イスラエル北部、レバノンとの国境付近で23日撮影。REUTERS/Tyrone Siu
[テルアビブ/ベイルート 24日 ロイター] – イスラエルのカッツ国防相は24日、レバノン南部の戦略的要衝であるリタニ川までの地域を占領し、「防衛緩衝地帯」を作ると述べた。これはレバノンの国土の約1割に相当する。領土占領についてイスラエルの意図を明らかにしたのは初めて。
カッツ氏は軍参謀総長との会談で、イスラエル軍は「残りの橋と、イスラエル国境から北へ約30キロの地点で地中海に注ぐリタニ川までの安全保障地帯を確保する」と述べた。

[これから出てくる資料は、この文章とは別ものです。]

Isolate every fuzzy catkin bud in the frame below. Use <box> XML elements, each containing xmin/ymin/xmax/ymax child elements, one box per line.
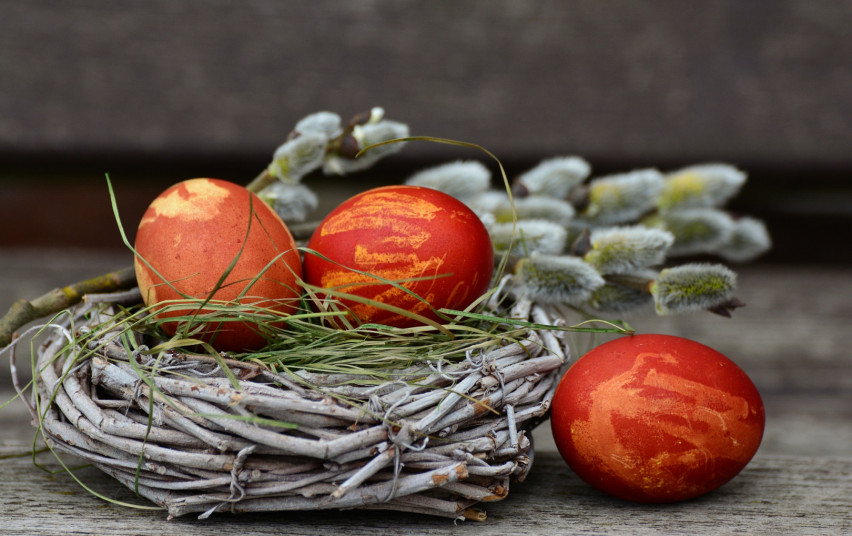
<box><xmin>494</xmin><ymin>196</ymin><xmax>574</xmax><ymax>226</ymax></box>
<box><xmin>582</xmin><ymin>169</ymin><xmax>663</xmax><ymax>225</ymax></box>
<box><xmin>516</xmin><ymin>156</ymin><xmax>591</xmax><ymax>199</ymax></box>
<box><xmin>657</xmin><ymin>164</ymin><xmax>746</xmax><ymax>210</ymax></box>
<box><xmin>293</xmin><ymin>112</ymin><xmax>343</xmax><ymax>140</ymax></box>
<box><xmin>267</xmin><ymin>132</ymin><xmax>328</xmax><ymax>182</ymax></box>
<box><xmin>650</xmin><ymin>263</ymin><xmax>737</xmax><ymax>315</ymax></box>
<box><xmin>515</xmin><ymin>253</ymin><xmax>604</xmax><ymax>304</ymax></box>
<box><xmin>405</xmin><ymin>160</ymin><xmax>491</xmax><ymax>201</ymax></box>
<box><xmin>642</xmin><ymin>208</ymin><xmax>734</xmax><ymax>256</ymax></box>
<box><xmin>323</xmin><ymin>120</ymin><xmax>409</xmax><ymax>175</ymax></box>
<box><xmin>584</xmin><ymin>225</ymin><xmax>674</xmax><ymax>274</ymax></box>
<box><xmin>717</xmin><ymin>217</ymin><xmax>772</xmax><ymax>262</ymax></box>
<box><xmin>258</xmin><ymin>181</ymin><xmax>319</xmax><ymax>223</ymax></box>
<box><xmin>488</xmin><ymin>220</ymin><xmax>568</xmax><ymax>257</ymax></box>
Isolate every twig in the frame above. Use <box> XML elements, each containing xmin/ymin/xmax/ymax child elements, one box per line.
<box><xmin>0</xmin><ymin>266</ymin><xmax>136</xmax><ymax>348</ymax></box>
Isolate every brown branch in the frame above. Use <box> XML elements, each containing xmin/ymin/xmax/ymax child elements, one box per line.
<box><xmin>0</xmin><ymin>266</ymin><xmax>136</xmax><ymax>348</ymax></box>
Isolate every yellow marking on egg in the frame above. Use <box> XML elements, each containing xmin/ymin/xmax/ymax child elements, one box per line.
<box><xmin>321</xmin><ymin>192</ymin><xmax>442</xmax><ymax>245</ymax></box>
<box><xmin>139</xmin><ymin>179</ymin><xmax>231</xmax><ymax>227</ymax></box>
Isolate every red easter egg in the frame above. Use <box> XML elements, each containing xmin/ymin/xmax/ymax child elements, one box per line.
<box><xmin>135</xmin><ymin>179</ymin><xmax>301</xmax><ymax>351</ymax></box>
<box><xmin>304</xmin><ymin>186</ymin><xmax>494</xmax><ymax>327</ymax></box>
<box><xmin>551</xmin><ymin>335</ymin><xmax>765</xmax><ymax>503</ymax></box>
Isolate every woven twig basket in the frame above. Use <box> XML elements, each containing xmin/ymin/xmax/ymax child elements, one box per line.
<box><xmin>33</xmin><ymin>296</ymin><xmax>567</xmax><ymax>520</ymax></box>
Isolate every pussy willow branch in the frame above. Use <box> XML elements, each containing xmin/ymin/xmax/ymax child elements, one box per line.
<box><xmin>0</xmin><ymin>266</ymin><xmax>136</xmax><ymax>348</ymax></box>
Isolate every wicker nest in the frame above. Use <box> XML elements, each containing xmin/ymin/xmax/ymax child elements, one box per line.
<box><xmin>33</xmin><ymin>296</ymin><xmax>567</xmax><ymax>520</ymax></box>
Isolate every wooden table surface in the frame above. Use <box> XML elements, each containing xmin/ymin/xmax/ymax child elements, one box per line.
<box><xmin>0</xmin><ymin>250</ymin><xmax>852</xmax><ymax>536</ymax></box>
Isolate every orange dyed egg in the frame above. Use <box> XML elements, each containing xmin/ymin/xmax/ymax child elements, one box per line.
<box><xmin>551</xmin><ymin>335</ymin><xmax>765</xmax><ymax>503</ymax></box>
<box><xmin>304</xmin><ymin>186</ymin><xmax>494</xmax><ymax>327</ymax></box>
<box><xmin>135</xmin><ymin>179</ymin><xmax>301</xmax><ymax>351</ymax></box>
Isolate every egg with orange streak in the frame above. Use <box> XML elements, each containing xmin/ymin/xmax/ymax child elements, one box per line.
<box><xmin>551</xmin><ymin>334</ymin><xmax>765</xmax><ymax>503</ymax></box>
<box><xmin>134</xmin><ymin>178</ymin><xmax>301</xmax><ymax>351</ymax></box>
<box><xmin>304</xmin><ymin>186</ymin><xmax>494</xmax><ymax>327</ymax></box>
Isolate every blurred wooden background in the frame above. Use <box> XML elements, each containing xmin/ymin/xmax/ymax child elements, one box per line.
<box><xmin>0</xmin><ymin>0</ymin><xmax>852</xmax><ymax>263</ymax></box>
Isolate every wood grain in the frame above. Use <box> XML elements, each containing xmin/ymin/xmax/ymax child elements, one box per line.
<box><xmin>0</xmin><ymin>447</ymin><xmax>852</xmax><ymax>536</ymax></box>
<box><xmin>0</xmin><ymin>0</ymin><xmax>852</xmax><ymax>168</ymax></box>
<box><xmin>0</xmin><ymin>250</ymin><xmax>852</xmax><ymax>536</ymax></box>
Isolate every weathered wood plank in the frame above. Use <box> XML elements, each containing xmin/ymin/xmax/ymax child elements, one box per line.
<box><xmin>0</xmin><ymin>447</ymin><xmax>852</xmax><ymax>536</ymax></box>
<box><xmin>0</xmin><ymin>250</ymin><xmax>852</xmax><ymax>394</ymax></box>
<box><xmin>0</xmin><ymin>0</ymin><xmax>852</xmax><ymax>167</ymax></box>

イスラエルは3月13日以降、川にかかる5つの橋を破壊し、国境付近のレバノンの村々で家屋の破壊を加速させている。イスラエル側は、これは民間人ではなくヒズボラに対する作戦の一環だと主張している。
イラン支援下にあるレバノンの武装組織ヒズボラは、そのような動きはレバノン国家の「存亡の危機」であるとし、イスラエル軍によるレバノン南部占領を阻止するために戦うと表明している。
カッツ氏は、イスラエルはパレスチナ自治区ガザのような防衛緩衝地帯を求めていると述べた。
カッツ氏の発言について問われた国連報道官のステファン・ドゥジャリク氏は「非常に憂慮すべきものだ」と述べた。
レバノン政府からのコメントはなかった。南部から避難した住民たちは、政府の沈黙を非難している。